GDPR forcing you to rethink how your business handles data? You’re not alone.
What is GDPR?
General Data Protection Regulation is a regulation by which the European Union (EU) government leaders intend to strengthen and unify data protection for all individuals within the EU. By May 25, 2018, all organizations handling, storing or processing EU citizen data are expected to comply with these new regulations. GDPR dictates the procedures and consequences surrounding breaches and notifications.
Here are some key terms you should know:
Controllers are government agencies as well as public and private organizations that collect and process data. They determine how and why it is collected, used, and shared.
Processors are companies or entities that process personal data on a controller’s behalf such as third party IT contractors or cloud providers.
Data Subjects are the individuals whose personal data is processed.
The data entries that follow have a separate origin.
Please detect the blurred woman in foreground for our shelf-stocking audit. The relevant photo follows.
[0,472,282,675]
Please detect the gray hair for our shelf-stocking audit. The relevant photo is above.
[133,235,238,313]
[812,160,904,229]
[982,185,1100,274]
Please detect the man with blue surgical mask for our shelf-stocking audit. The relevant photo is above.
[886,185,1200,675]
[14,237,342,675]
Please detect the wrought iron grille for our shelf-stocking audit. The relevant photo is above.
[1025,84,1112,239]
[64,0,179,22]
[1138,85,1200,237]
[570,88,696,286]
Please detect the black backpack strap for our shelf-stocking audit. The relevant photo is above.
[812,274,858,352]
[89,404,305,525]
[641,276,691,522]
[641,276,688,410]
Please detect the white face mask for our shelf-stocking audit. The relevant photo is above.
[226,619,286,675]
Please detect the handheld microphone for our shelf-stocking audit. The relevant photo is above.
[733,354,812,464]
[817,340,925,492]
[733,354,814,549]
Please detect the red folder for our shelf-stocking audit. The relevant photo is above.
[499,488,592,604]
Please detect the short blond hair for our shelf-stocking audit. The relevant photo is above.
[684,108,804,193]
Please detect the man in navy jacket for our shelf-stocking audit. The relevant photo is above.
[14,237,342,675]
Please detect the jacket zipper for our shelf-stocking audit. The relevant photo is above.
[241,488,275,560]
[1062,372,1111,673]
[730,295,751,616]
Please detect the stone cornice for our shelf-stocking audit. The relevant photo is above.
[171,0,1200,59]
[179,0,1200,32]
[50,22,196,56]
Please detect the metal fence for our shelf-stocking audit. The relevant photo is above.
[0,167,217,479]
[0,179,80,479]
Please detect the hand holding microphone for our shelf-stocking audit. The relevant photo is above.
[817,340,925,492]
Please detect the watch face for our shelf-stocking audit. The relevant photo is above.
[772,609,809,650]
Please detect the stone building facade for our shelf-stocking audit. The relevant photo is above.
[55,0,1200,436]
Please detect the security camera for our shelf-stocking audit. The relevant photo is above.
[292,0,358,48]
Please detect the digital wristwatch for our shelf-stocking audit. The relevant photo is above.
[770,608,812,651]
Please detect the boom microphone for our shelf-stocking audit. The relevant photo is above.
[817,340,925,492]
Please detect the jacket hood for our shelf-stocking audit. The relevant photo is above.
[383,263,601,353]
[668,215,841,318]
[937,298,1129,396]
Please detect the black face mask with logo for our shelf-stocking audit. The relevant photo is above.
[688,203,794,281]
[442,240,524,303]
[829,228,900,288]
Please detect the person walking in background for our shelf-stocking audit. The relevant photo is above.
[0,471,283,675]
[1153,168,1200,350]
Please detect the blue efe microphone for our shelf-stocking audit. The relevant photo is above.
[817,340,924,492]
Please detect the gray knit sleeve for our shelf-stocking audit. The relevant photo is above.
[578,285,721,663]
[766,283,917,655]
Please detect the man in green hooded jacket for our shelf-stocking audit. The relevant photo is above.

They may be clients, employees, or customers.
What do you need to do to comply with GDPR?
• To handle private data, Controllers and Processors must obtain a Data Subject’s explicit permission:
• Consent must be informed, unambiguous, and freely given.
• An individual’s consent can no longer be assumed by default.
• Any consent documentation should be written in plain language and be as easy to revoke as it is to provide.
• Must allow Data Subjects to withdraw consent.
• Data must be erased if the Data Subject withdraws consent:
• Processors and controllers must erase and stop distributing personal data if a data subject requests it.
• When data is no longer relevant to purposes for which it has been collected.
• The data subject withdraws consent, and there are no grounds for processing data without consent.
• The data subject objects to the processing.
• If the data was processed improperly.
• Data Controllers & Processors must allow Data Subjects to request their information:
• Processors and controllers must give data subjects their personal data in an electronic, structured, and commonly used format so that they can then provide it to a third party if they choose.
• Notify authorities of data breaches:
• Processors and controllers must notify data subjects of data breaches that are likely to put their privacy at risk without undue delay.
What happens if you don’t comply?
The penalties can be quite severe if companies fail to comply:
• You could pay fines up to €20 million (approx. 24 million USD) or 4% of your organization’s.
• Data breach victims could file class action lawsuits.
• Potential damage to the company’s brand and subsequent revenue loss.